How can we get this cost-intensive scanning disabled ASAP?

1st attempt:
In the Metabase admin I've gone to the BigQuery connection and set "Scanning for Filter Values" to "Never, I'll do it manually if I need to".
However, I can still see the scans continue.
So it looks like this setting is actually not respected or am I looking at the wrong setting here?

2nd attempt:
In the Metabase admin I've gone to the BigQuery connection and set Datasets to "Only these ..." and left "Comma separated names of datasets that should appear in Metabase" empty.
Scans still continue.

3rd attempt:
The docs say that scanning can be disabled for an table entirely by hiding it.
That hasn't worked either, scans keep running.
Seriously, what's wrong here?
We'll have to downgrade as a quick fix and migrate off of Metabase.

Any help would be appreciated.
Also please reconsider this insane _PARTITIONTIME filter default of '0001-01-01T00:00:00Z'.

Kind regards,
Andreas

Luiggi · March 27, 2024, 4:23pm

just raised this to the team, they'll check it tomorrow. Can you create an issue in our github repo with this?

qnkhuat · March 28, 2024, 9:03am

Hi @anges,

In the Metabase admin I've gone to the BigQuery connection and set "Scanning for Filter Values" to "Never, I'll do it manually if I need to".

This looks like a bug and we're looking into it.

In the Metabase admin I've gone to the BigQuery connection and set Datasets to "Only these ..." and left "Comma separated names of datasets that should appear in Metabase" empty.

if you set the filtering schema to empty, it'll sync all the schemas. Another option is to not sync any schema, but I'm not sure it's useful since you'll have a database with no active tables.

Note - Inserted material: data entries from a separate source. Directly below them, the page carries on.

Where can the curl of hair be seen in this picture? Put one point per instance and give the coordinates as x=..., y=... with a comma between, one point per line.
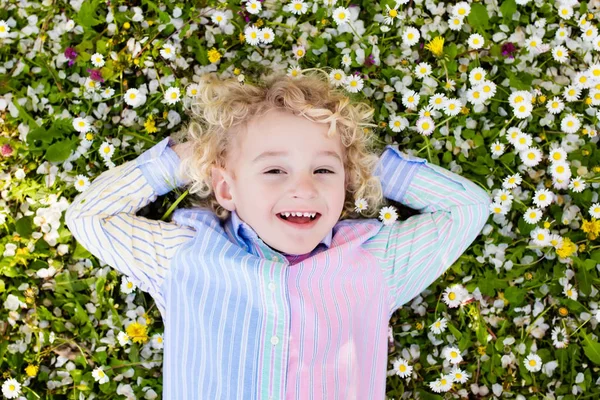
x=224, y=107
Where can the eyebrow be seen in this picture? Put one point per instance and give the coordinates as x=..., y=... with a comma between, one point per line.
x=268, y=154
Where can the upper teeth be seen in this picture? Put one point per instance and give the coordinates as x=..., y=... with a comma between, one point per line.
x=298, y=214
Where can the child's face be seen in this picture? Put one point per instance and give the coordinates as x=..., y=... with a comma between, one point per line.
x=261, y=188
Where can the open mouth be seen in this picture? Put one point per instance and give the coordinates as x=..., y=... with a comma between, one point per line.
x=299, y=221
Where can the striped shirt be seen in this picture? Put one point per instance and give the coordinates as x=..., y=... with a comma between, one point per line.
x=243, y=321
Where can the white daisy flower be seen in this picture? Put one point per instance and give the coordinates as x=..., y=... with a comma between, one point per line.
x=565, y=12
x=533, y=44
x=533, y=362
x=497, y=148
x=422, y=70
x=560, y=339
x=543, y=198
x=157, y=341
x=594, y=210
x=253, y=6
x=341, y=15
x=437, y=101
x=452, y=355
x=127, y=286
x=4, y=29
x=295, y=71
x=266, y=35
x=81, y=125
x=531, y=157
x=570, y=291
x=488, y=88
x=570, y=124
x=499, y=208
x=512, y=181
x=172, y=95
x=571, y=93
x=555, y=105
x=462, y=9
x=532, y=215
x=475, y=95
x=577, y=185
x=168, y=51
x=410, y=99
x=458, y=375
x=297, y=7
x=455, y=22
x=558, y=154
x=106, y=150
x=360, y=205
x=477, y=75
x=442, y=384
x=398, y=123
x=123, y=338
x=425, y=126
x=454, y=295
x=134, y=98
x=91, y=85
x=299, y=51
x=337, y=77
x=99, y=375
x=388, y=215
x=540, y=236
x=475, y=41
x=522, y=141
x=562, y=34
x=504, y=196
x=401, y=368
x=452, y=107
x=439, y=326
x=354, y=83
x=390, y=14
x=411, y=36
x=560, y=170
x=556, y=240
x=589, y=33
x=220, y=18
x=252, y=35
x=523, y=110
x=11, y=388
x=97, y=60
x=192, y=90
x=81, y=183
x=560, y=54
x=107, y=93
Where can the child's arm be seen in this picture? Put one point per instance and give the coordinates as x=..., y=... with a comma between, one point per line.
x=453, y=212
x=103, y=220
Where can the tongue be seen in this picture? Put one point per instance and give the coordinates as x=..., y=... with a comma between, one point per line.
x=299, y=220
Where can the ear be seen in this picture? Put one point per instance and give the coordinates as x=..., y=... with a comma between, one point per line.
x=220, y=184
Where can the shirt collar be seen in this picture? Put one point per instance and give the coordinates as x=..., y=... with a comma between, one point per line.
x=243, y=230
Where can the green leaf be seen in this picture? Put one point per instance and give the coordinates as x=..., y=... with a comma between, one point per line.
x=23, y=226
x=478, y=17
x=591, y=348
x=508, y=8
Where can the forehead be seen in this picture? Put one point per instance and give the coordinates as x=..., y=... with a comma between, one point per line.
x=279, y=130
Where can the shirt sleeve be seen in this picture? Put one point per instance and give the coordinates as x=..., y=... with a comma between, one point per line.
x=103, y=218
x=416, y=251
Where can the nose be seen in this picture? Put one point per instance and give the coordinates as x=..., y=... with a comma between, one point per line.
x=305, y=187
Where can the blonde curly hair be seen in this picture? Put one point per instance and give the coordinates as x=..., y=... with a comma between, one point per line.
x=224, y=106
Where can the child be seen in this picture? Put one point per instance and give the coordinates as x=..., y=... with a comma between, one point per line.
x=258, y=303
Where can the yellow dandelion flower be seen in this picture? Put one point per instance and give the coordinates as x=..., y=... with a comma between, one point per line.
x=137, y=332
x=436, y=46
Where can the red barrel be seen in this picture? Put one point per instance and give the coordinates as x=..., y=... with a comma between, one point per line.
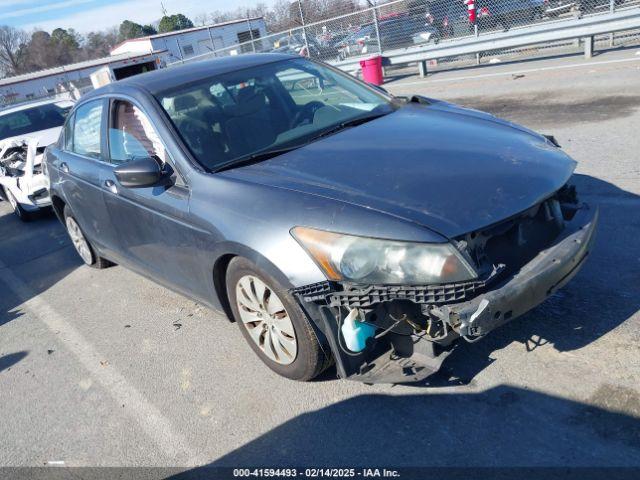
x=372, y=70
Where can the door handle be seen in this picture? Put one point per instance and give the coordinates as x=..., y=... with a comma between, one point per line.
x=111, y=186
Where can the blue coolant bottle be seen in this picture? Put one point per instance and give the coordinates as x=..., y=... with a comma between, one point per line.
x=355, y=332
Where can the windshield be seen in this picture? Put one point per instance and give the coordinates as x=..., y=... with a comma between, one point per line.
x=32, y=120
x=266, y=108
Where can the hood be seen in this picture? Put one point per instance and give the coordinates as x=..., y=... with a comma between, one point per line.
x=45, y=137
x=449, y=169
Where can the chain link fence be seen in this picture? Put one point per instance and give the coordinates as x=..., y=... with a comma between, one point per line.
x=398, y=24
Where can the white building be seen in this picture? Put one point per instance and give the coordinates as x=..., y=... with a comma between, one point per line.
x=59, y=79
x=192, y=42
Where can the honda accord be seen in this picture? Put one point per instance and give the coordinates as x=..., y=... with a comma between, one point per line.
x=332, y=221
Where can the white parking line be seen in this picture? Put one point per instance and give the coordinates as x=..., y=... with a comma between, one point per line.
x=149, y=418
x=515, y=72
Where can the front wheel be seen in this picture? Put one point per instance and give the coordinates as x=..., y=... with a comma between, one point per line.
x=273, y=324
x=81, y=244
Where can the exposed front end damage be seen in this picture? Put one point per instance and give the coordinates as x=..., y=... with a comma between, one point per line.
x=21, y=174
x=521, y=261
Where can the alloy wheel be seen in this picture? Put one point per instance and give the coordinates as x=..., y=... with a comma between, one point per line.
x=266, y=320
x=78, y=240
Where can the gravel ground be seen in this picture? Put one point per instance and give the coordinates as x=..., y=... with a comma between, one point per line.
x=105, y=368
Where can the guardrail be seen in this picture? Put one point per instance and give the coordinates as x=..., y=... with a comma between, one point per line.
x=586, y=27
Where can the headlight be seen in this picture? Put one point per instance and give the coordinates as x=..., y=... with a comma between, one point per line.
x=371, y=260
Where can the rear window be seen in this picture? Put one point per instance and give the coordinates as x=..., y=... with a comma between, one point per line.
x=32, y=120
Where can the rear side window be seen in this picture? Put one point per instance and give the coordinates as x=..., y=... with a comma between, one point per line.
x=67, y=135
x=87, y=128
x=131, y=135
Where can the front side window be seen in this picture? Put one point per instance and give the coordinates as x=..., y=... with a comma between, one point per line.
x=67, y=134
x=86, y=129
x=278, y=105
x=131, y=135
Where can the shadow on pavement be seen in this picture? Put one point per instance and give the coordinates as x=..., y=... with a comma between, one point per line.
x=9, y=360
x=39, y=253
x=504, y=426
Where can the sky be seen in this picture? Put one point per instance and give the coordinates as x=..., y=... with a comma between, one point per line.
x=92, y=15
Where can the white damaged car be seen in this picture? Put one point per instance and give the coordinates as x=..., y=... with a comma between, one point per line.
x=25, y=131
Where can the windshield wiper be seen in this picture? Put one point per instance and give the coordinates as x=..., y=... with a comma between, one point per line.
x=254, y=158
x=348, y=123
x=267, y=154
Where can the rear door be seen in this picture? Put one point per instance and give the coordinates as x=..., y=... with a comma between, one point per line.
x=153, y=223
x=81, y=167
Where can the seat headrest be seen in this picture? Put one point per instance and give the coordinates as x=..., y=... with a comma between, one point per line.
x=184, y=102
x=248, y=101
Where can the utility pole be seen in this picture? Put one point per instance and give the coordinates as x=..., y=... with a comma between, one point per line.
x=304, y=32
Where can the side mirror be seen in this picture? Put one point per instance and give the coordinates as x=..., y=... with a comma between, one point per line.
x=138, y=173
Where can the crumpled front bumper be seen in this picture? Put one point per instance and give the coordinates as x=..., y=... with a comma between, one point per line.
x=470, y=310
x=549, y=271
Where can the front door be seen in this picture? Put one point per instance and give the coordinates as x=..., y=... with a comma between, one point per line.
x=152, y=223
x=81, y=166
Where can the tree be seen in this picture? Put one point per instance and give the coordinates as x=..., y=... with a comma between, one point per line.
x=11, y=40
x=129, y=30
x=172, y=23
x=99, y=44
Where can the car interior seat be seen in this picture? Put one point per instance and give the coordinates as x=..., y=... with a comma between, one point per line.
x=248, y=126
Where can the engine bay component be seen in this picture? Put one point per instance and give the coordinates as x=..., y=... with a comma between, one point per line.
x=413, y=327
x=22, y=179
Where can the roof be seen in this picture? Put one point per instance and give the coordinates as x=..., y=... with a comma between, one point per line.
x=74, y=67
x=168, y=78
x=187, y=30
x=27, y=105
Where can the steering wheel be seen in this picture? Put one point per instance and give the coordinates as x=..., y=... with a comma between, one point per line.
x=306, y=113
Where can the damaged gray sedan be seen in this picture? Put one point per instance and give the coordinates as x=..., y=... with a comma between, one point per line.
x=330, y=220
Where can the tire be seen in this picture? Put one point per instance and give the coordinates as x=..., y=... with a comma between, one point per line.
x=276, y=326
x=19, y=212
x=83, y=247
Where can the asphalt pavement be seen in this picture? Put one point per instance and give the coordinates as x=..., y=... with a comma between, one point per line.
x=105, y=368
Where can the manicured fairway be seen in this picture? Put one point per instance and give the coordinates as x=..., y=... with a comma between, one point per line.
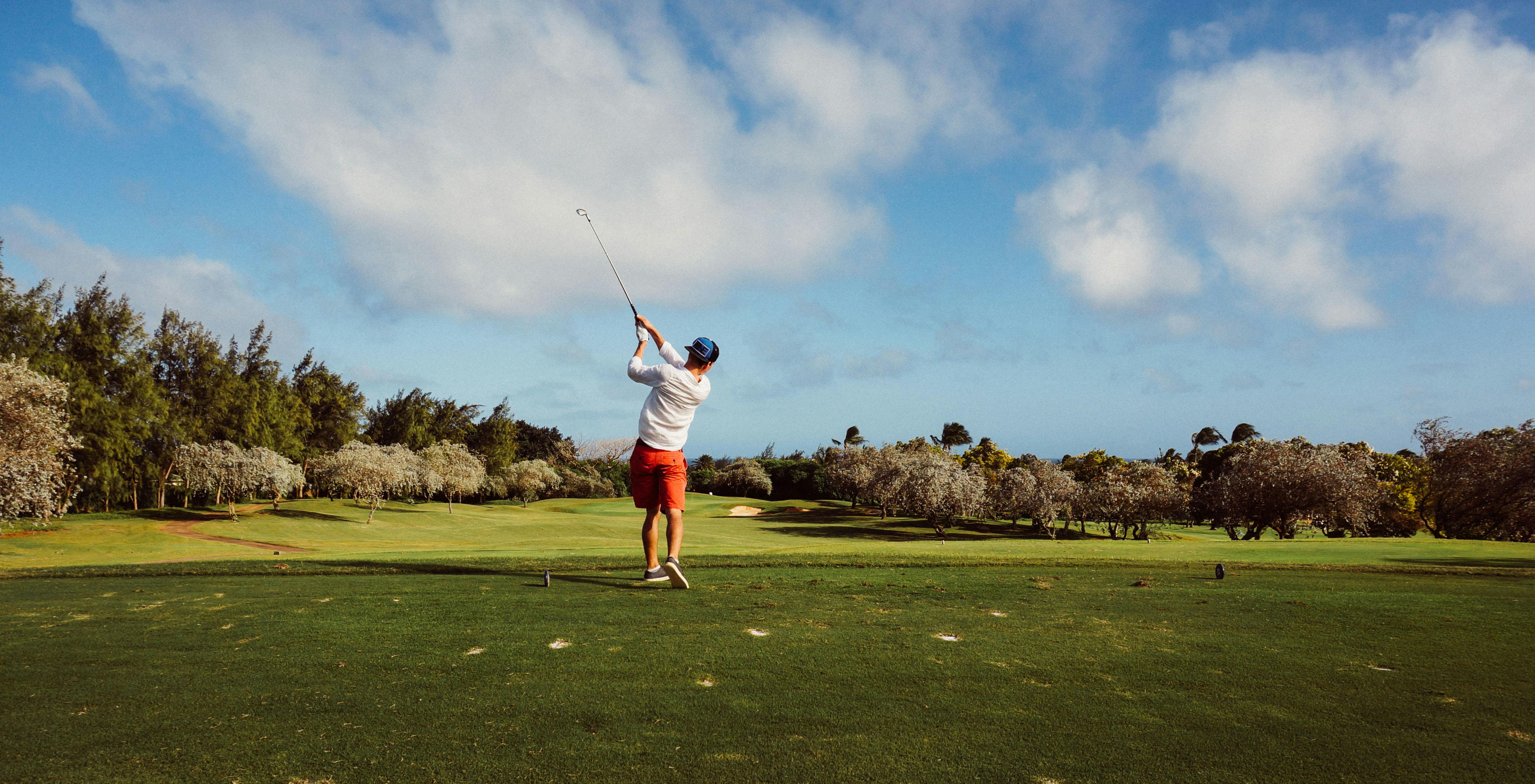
x=1066, y=674
x=607, y=530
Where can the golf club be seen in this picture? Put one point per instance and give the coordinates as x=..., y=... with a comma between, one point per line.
x=638, y=331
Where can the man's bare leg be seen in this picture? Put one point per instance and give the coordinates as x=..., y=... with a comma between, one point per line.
x=673, y=535
x=650, y=535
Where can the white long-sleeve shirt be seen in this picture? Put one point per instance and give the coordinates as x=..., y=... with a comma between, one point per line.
x=675, y=398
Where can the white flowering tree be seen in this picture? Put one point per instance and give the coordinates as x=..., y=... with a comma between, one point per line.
x=418, y=478
x=851, y=470
x=745, y=478
x=939, y=488
x=369, y=472
x=527, y=479
x=36, y=444
x=1050, y=493
x=280, y=476
x=1012, y=493
x=1129, y=498
x=457, y=467
x=223, y=470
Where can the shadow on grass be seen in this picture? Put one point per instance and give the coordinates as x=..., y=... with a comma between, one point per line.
x=1497, y=564
x=306, y=515
x=836, y=524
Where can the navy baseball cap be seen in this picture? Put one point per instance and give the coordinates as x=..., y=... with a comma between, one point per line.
x=705, y=350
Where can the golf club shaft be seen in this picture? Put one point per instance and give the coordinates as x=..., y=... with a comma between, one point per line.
x=610, y=260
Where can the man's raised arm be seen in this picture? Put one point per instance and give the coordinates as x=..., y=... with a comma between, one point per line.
x=668, y=352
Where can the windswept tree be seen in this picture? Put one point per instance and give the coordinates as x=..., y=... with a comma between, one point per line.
x=458, y=469
x=1279, y=484
x=222, y=470
x=1091, y=465
x=1132, y=496
x=1479, y=487
x=368, y=472
x=1052, y=492
x=605, y=450
x=851, y=439
x=888, y=469
x=332, y=404
x=850, y=472
x=527, y=479
x=745, y=478
x=940, y=490
x=417, y=476
x=1012, y=492
x=954, y=435
x=34, y=444
x=280, y=476
x=988, y=458
x=1204, y=438
x=1244, y=432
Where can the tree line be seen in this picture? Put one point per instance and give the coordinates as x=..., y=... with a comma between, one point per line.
x=133, y=396
x=97, y=412
x=1460, y=486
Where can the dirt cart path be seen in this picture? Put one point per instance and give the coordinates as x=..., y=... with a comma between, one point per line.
x=183, y=528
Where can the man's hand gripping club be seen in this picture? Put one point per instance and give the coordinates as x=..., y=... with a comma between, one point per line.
x=645, y=331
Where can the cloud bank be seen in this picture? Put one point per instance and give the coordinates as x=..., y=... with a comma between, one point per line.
x=205, y=290
x=452, y=146
x=1279, y=162
x=63, y=80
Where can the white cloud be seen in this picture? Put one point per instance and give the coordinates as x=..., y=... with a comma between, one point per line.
x=62, y=79
x=1285, y=159
x=200, y=289
x=1213, y=39
x=453, y=156
x=885, y=364
x=1104, y=232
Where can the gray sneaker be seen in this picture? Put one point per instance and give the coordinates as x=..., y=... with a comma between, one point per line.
x=675, y=573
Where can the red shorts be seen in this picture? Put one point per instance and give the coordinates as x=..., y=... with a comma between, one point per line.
x=658, y=478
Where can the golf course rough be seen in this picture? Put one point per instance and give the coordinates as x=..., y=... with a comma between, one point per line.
x=1348, y=662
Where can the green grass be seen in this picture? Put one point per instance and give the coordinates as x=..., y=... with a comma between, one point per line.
x=1268, y=676
x=1316, y=660
x=605, y=531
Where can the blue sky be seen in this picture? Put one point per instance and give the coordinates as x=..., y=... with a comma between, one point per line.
x=1066, y=225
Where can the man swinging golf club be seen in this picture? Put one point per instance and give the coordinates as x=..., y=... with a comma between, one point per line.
x=658, y=469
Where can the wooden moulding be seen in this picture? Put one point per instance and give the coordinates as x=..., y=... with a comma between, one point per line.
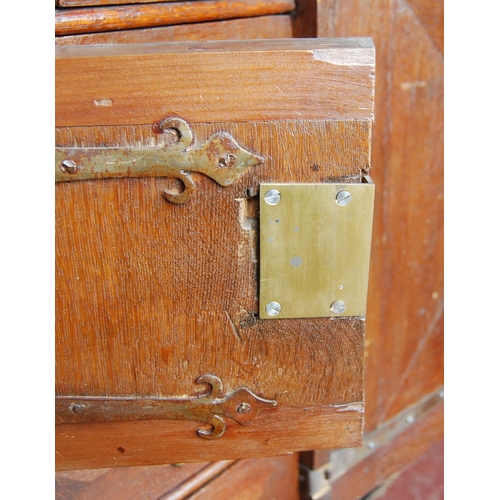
x=215, y=81
x=276, y=432
x=250, y=28
x=92, y=20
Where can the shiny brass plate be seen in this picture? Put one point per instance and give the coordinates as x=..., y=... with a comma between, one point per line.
x=314, y=249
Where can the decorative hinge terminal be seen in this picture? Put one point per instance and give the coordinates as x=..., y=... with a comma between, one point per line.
x=221, y=158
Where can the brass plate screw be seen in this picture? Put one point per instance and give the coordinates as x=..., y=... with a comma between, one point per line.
x=69, y=166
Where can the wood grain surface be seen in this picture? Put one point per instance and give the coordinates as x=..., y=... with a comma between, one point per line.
x=221, y=82
x=151, y=295
x=126, y=483
x=251, y=28
x=92, y=20
x=405, y=302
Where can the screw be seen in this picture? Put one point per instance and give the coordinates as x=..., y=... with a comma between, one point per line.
x=273, y=309
x=272, y=197
x=69, y=166
x=78, y=408
x=338, y=307
x=244, y=408
x=343, y=198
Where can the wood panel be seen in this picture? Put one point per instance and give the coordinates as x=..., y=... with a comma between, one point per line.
x=265, y=27
x=274, y=432
x=405, y=304
x=227, y=82
x=92, y=20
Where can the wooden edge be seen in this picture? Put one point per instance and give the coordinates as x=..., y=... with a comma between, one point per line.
x=274, y=432
x=103, y=18
x=198, y=480
x=215, y=81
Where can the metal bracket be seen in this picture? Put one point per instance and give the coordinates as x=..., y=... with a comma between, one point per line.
x=221, y=158
x=315, y=249
x=210, y=407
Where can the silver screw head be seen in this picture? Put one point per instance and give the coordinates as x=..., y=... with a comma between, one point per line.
x=273, y=309
x=69, y=166
x=338, y=307
x=272, y=197
x=343, y=198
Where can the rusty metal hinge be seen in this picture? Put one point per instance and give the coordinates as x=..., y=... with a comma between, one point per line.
x=315, y=244
x=221, y=158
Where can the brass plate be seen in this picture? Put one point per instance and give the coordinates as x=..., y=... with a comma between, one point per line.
x=315, y=252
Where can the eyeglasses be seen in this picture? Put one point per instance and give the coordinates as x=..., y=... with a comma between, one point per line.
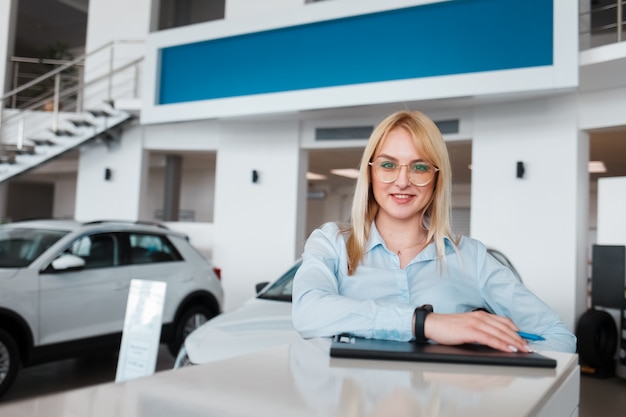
x=420, y=173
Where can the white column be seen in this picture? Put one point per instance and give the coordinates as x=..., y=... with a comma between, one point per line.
x=120, y=196
x=612, y=211
x=258, y=225
x=540, y=220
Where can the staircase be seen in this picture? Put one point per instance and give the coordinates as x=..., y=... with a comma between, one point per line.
x=42, y=145
x=34, y=131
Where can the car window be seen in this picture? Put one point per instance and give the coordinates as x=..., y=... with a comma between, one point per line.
x=98, y=250
x=280, y=290
x=21, y=246
x=148, y=248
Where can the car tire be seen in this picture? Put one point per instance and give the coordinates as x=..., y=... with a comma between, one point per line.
x=597, y=338
x=9, y=361
x=191, y=318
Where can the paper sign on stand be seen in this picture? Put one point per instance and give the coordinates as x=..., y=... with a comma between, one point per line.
x=142, y=330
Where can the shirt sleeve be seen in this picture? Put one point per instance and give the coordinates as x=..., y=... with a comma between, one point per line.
x=507, y=296
x=318, y=308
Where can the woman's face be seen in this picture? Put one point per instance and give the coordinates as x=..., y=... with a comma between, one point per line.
x=400, y=199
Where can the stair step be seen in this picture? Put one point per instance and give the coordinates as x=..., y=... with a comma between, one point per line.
x=81, y=123
x=19, y=150
x=100, y=113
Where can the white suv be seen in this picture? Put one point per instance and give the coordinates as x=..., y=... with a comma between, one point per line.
x=64, y=287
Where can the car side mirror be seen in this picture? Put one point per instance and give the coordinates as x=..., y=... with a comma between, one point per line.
x=68, y=262
x=261, y=285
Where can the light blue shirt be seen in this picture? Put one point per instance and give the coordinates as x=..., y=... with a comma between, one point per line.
x=379, y=299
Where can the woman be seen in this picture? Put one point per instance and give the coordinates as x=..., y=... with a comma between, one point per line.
x=396, y=272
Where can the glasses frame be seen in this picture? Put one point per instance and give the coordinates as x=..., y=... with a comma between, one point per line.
x=399, y=168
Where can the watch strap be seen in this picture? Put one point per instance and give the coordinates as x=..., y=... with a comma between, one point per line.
x=420, y=318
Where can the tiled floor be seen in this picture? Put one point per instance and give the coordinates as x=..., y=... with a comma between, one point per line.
x=599, y=397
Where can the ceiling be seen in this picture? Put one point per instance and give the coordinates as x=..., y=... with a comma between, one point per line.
x=41, y=22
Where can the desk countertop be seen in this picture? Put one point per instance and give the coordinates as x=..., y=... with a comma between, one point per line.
x=302, y=380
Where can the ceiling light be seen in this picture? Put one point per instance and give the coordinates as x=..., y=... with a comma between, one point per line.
x=346, y=172
x=314, y=176
x=596, y=167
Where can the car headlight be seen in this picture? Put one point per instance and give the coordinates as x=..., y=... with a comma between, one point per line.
x=182, y=359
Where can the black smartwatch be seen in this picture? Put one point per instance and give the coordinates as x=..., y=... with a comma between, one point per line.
x=420, y=317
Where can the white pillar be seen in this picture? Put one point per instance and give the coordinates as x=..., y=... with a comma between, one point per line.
x=540, y=220
x=258, y=225
x=119, y=197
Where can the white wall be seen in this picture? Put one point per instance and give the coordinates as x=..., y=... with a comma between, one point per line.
x=534, y=220
x=256, y=225
x=254, y=8
x=121, y=196
x=612, y=211
x=8, y=15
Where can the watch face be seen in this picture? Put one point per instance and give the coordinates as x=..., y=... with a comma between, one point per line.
x=427, y=307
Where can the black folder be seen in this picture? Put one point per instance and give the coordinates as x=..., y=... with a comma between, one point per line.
x=359, y=348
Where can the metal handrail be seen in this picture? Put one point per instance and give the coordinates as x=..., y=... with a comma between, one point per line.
x=617, y=25
x=59, y=95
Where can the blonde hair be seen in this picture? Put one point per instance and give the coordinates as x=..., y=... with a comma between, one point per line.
x=436, y=216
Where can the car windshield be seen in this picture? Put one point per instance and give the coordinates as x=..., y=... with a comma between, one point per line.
x=19, y=247
x=280, y=290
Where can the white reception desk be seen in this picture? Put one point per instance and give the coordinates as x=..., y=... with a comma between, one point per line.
x=302, y=380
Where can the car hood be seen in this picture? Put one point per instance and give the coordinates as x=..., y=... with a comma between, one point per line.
x=8, y=273
x=257, y=325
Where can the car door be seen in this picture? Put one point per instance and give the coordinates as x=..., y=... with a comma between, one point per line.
x=154, y=257
x=87, y=302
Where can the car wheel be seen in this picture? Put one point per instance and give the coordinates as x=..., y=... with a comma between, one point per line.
x=9, y=361
x=192, y=318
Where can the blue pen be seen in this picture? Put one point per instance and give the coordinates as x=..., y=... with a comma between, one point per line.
x=530, y=336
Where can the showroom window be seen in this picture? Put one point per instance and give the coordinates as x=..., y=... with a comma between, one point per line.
x=146, y=248
x=98, y=251
x=177, y=13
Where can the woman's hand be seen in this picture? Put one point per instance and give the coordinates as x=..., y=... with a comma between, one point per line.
x=476, y=327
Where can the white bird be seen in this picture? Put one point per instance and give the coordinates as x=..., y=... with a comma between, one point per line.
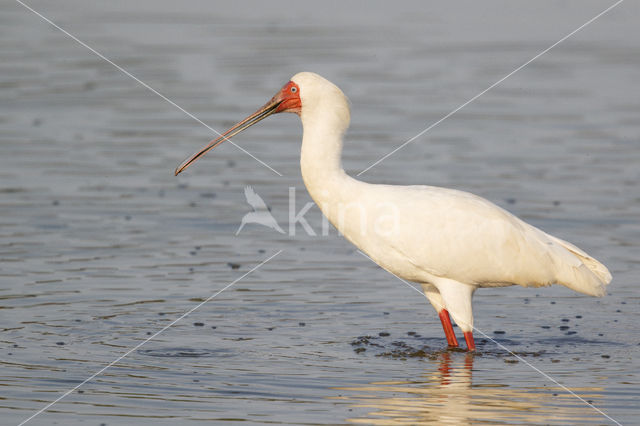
x=260, y=214
x=451, y=242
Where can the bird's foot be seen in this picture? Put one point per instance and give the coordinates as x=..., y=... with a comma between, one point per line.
x=468, y=337
x=448, y=328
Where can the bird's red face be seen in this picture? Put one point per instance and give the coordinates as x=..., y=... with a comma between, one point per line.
x=286, y=100
x=289, y=97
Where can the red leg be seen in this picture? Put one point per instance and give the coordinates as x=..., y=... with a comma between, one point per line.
x=448, y=328
x=468, y=337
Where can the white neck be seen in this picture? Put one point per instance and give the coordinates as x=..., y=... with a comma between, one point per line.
x=320, y=159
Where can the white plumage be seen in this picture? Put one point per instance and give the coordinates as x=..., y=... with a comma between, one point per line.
x=449, y=241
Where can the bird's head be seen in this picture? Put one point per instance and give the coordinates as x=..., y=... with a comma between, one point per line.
x=303, y=94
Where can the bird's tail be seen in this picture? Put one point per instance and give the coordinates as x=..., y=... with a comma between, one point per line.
x=589, y=276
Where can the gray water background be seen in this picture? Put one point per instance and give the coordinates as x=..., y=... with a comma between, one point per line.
x=101, y=246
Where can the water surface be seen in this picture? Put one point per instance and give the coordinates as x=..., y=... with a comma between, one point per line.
x=101, y=247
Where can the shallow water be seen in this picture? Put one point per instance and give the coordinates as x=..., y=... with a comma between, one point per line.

The docs say that scanning can be disabled for an table entirely by hiding it.
That hasn't worked either, scans keep running.

this should do the trick, it works for me locally, not sure why it doesn't work for you.

On the otherhand, there is another way you could do is to go to each Field metadata setting and change "Filtering on this field " to "Plain input box". You'll need to do this to all the fields so prepare some coffee while you're at it.

Please let me know if that works for you. In the meantime we'll fix the sync option bug!

andges · March 28, 2024, 2:12pm

Hi qnkhuat,

thank you for looking into this and the explanations / suggestions.
We'll give it a try once we've managed to archive some of our data to reduce the size of our dataset.

Andreas